Report slams bilingual ed
New York Daily News
Friday, November 29th, 2002

Non-English-speaking students in the city's bilingual education programs are being exposed to Broadway shows and dance classes - but not enough English, a new report charges.

"English learners in New York City public schools face increasingly desperate odds," said Don Soifer, executive vice
president of the Washington-based Lexington Foundation.

The study of 58 bilingual programs found administrators consistently waste time and money on planning and
extracurricular activities.

The report was based on federal grant applications from 1999 to the present.

One Brooklyn school, Intermediate School 171, didn't use any of its first-year $175,000 bilingual education grant on
teaching. Instead, the Cypress Hills school said in its 2000-01 application that it planned to spend $72,000 on personnel,
$4,500 on travel and $26,000 on unspecified "fringe."

Meanwhile, most programs don't give out enough information to determine whether they are successes or failures, the
conservative think-tank determined.

Public School 130 in Mott Haven, Bronx, bragged about rising test scores for its bilingual students in 2000 - but used results from only 104 of its 136 participating students.

"Are the improvements real, or manufactured by dropping one out of every four test scores?" the study asked.

At Manhattan's Washington Irving High School, school officials in 2000 also claimed success on language tests - but offered only a "random sample" of its 878 scores as the proof, the report notes.

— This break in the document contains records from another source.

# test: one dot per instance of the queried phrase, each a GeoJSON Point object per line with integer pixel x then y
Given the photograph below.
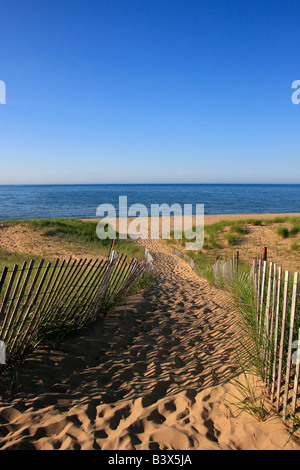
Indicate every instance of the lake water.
{"type": "Point", "coordinates": [81, 201]}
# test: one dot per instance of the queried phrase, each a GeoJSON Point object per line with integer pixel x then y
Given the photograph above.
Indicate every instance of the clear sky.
{"type": "Point", "coordinates": [154, 91]}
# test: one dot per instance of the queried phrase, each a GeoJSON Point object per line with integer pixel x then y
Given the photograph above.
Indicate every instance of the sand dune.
{"type": "Point", "coordinates": [153, 375]}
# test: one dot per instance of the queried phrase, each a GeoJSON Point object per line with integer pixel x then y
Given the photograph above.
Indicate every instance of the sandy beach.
{"type": "Point", "coordinates": [154, 374]}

"It would be impossible, based upon the information provided by school districts ... to determine what percentage of kids
are learning English," the report states.

The stinging critique comes on the heels of a similar study released this month by the Puerto Rican Legal Defense and
Education Fund, an advocate for non-English-speaking programs.

While the Lexington Foundation approaches the topic from the opposite ideological spectrum, both reach the same
conclusion: Bilingual education programs in city schools need major reform.

The recent legal defense fund report claimed parents weren't given their promised choice of many different levels of English instruction. It also said too many bilingual teachers are uncertified.

Consultants for Chancellor Joel Klein are reviewing the subject as part of the chancellor's "Children First" blueprint for
systemwide reform, a spokesman said.